I have a large ES index which I intend to populate using various sources. The sources sometimes have the same documents, meaning that I will have duplicate docs differing only by 'source' param.
To perform de-duplication when serving searches, I see 2 ways:
I prefer not to filter at Python level to preserve pagination, so I want to ask if there's a way to tell Elasticsearch to priority filter based on some value in the document (in my case, source).
I want to filter by simple priority (so if my order is A,B,C, I will serve the A document if it exists, then B if doc from source A doesn't exist, followed by C).

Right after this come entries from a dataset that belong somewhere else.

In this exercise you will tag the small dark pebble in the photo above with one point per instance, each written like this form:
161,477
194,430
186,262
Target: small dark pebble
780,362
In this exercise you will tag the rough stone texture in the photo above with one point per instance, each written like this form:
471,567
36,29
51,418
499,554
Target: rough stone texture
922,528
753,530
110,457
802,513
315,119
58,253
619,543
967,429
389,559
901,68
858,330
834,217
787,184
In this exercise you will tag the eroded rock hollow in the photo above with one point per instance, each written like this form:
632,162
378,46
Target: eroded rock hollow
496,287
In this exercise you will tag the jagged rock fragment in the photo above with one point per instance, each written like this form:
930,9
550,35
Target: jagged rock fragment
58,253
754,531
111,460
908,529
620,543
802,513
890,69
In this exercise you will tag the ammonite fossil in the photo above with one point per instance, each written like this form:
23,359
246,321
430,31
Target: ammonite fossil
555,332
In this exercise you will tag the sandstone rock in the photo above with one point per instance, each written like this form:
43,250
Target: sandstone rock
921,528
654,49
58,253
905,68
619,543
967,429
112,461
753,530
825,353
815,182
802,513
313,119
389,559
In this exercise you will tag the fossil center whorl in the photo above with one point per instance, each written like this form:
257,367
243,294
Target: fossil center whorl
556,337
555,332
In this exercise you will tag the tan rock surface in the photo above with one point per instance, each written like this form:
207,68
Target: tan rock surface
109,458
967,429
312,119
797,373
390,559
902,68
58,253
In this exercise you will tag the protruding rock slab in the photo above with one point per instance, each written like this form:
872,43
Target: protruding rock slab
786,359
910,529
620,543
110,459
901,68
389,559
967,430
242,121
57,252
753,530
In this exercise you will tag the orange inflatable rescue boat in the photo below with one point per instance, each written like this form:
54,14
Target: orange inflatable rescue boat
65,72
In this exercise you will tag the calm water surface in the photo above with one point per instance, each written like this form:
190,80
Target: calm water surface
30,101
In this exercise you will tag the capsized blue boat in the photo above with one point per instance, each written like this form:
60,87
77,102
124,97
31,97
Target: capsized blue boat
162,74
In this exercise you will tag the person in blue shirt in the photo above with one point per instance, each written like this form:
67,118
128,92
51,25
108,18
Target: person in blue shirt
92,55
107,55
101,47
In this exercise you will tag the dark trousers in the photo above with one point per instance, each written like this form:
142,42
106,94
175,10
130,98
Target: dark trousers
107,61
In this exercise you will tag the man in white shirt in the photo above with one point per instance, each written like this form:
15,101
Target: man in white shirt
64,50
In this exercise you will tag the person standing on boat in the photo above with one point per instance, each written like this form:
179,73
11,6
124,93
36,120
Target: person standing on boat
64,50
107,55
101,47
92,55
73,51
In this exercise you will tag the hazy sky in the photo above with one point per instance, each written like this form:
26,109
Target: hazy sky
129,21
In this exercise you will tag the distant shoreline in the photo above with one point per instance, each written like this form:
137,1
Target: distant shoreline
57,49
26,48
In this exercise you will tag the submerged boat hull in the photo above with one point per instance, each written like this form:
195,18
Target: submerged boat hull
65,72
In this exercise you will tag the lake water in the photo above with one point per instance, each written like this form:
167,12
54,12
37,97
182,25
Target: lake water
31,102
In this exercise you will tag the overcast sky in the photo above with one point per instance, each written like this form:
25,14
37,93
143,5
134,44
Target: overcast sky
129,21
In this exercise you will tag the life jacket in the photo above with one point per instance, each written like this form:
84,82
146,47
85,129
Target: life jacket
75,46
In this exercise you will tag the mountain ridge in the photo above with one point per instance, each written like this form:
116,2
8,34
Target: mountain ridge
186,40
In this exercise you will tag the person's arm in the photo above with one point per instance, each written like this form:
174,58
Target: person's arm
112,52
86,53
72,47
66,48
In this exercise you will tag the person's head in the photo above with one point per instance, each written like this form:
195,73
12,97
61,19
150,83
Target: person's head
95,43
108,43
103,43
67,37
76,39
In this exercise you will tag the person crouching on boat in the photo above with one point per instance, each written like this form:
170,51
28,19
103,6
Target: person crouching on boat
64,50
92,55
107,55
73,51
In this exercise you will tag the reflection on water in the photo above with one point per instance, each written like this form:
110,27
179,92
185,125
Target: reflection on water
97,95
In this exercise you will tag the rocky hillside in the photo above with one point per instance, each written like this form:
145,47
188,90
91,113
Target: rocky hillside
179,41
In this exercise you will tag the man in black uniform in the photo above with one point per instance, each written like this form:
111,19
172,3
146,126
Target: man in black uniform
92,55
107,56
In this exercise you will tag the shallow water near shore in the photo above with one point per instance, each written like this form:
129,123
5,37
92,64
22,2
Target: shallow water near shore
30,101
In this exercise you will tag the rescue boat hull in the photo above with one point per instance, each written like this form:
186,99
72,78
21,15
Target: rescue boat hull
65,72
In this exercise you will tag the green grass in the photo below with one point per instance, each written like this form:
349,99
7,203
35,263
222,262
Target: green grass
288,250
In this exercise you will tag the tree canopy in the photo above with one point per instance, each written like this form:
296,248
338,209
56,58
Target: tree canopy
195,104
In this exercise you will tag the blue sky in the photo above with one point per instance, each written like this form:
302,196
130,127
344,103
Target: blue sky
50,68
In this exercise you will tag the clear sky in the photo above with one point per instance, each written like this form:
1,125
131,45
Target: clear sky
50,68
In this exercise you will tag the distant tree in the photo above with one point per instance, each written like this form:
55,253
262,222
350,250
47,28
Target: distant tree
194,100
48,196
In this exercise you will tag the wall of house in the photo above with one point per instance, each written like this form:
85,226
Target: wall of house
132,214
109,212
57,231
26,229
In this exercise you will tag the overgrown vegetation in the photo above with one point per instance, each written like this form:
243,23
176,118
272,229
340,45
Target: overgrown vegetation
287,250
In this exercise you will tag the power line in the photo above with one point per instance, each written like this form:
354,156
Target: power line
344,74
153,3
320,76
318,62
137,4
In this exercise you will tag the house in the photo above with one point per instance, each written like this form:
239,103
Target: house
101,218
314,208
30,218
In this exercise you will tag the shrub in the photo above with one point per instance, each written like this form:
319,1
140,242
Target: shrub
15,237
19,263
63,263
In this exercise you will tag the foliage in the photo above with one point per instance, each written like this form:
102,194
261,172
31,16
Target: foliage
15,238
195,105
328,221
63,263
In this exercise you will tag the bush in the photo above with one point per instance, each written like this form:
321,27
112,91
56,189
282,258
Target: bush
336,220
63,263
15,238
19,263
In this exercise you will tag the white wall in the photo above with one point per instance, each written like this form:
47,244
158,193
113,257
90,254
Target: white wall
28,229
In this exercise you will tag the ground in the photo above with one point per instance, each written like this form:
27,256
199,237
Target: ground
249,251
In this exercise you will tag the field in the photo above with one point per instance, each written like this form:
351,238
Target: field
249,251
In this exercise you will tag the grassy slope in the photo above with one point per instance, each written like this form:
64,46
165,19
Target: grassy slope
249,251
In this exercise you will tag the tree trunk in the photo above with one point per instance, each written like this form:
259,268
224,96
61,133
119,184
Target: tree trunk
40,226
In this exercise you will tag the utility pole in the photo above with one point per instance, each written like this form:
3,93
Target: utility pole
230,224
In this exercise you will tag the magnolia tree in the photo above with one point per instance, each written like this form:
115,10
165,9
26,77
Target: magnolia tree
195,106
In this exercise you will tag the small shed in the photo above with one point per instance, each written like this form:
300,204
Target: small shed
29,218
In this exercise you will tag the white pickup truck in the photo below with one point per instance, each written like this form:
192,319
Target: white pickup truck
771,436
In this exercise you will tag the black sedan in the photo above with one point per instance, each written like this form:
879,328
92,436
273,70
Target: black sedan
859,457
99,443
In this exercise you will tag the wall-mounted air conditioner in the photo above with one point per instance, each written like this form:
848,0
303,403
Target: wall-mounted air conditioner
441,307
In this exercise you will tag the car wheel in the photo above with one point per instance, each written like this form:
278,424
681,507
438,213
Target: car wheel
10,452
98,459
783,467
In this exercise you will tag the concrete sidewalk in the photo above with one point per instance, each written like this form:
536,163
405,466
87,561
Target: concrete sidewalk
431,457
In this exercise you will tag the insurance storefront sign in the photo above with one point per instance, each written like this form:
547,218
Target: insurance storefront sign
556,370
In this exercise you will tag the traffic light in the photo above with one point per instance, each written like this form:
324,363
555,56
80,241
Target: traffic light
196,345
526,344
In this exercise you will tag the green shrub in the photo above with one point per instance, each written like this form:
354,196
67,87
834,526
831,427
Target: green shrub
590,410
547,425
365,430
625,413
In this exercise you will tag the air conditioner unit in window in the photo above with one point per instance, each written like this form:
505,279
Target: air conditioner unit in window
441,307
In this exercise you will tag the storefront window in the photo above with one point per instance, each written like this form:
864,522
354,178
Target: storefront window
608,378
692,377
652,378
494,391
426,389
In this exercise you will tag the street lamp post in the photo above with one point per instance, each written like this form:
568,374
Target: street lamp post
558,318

An example set of duplicate docs would look like:
{
"id": 1,
"source": "A",
"rest_of": "data",
...
},
{
"id": 1,
"source": "B",
"rest_of": "data",
...
},
{
"id": 1,
"source": "C",
"rest_of": "data",
...
}
But if I want to serve "A" FIRST, then "B" if no "A", followed by "C" if no "B", a search result for "id": 1 will look like:
{
"id": 1,
"source": "A",
"rest_of": "data",
...
}
Note: Alternatively, I could try to de-duplicate at the population phase, but I'm worried about the performance. Willing to explore this if there's no trivial way to implement solution 1.
I think the best solution is to actually avoid to have duplicates in your index. I don't know how frequent it will be in your data, but if you have lot of them, this will badly influence the term frequencies and may lead to poor search relevance.
A quite simple approach could be to generate the ElasticSearch ID of the document, with a consistent method across all sources. You can indeed force the _id
when indexing instead of letting ES generate it for you.
What will happen then is that last source coming will override the existing one if it exists. Last to come wins. If you don't care about the source
, this may work.
However, this comes with a little performance cost, as stated in this article:
As you have seen in this blog post, it is possible to prevent duplicates in Elasticsearch by specifying a document identifier externally prior to indexing data into Elasticsearch. The type and structure of the identifier can have a significant impact on indexing performance. This will however vary from use case to use case so it is recommended to benchmark to identify what is optimal for you and your particular scenario.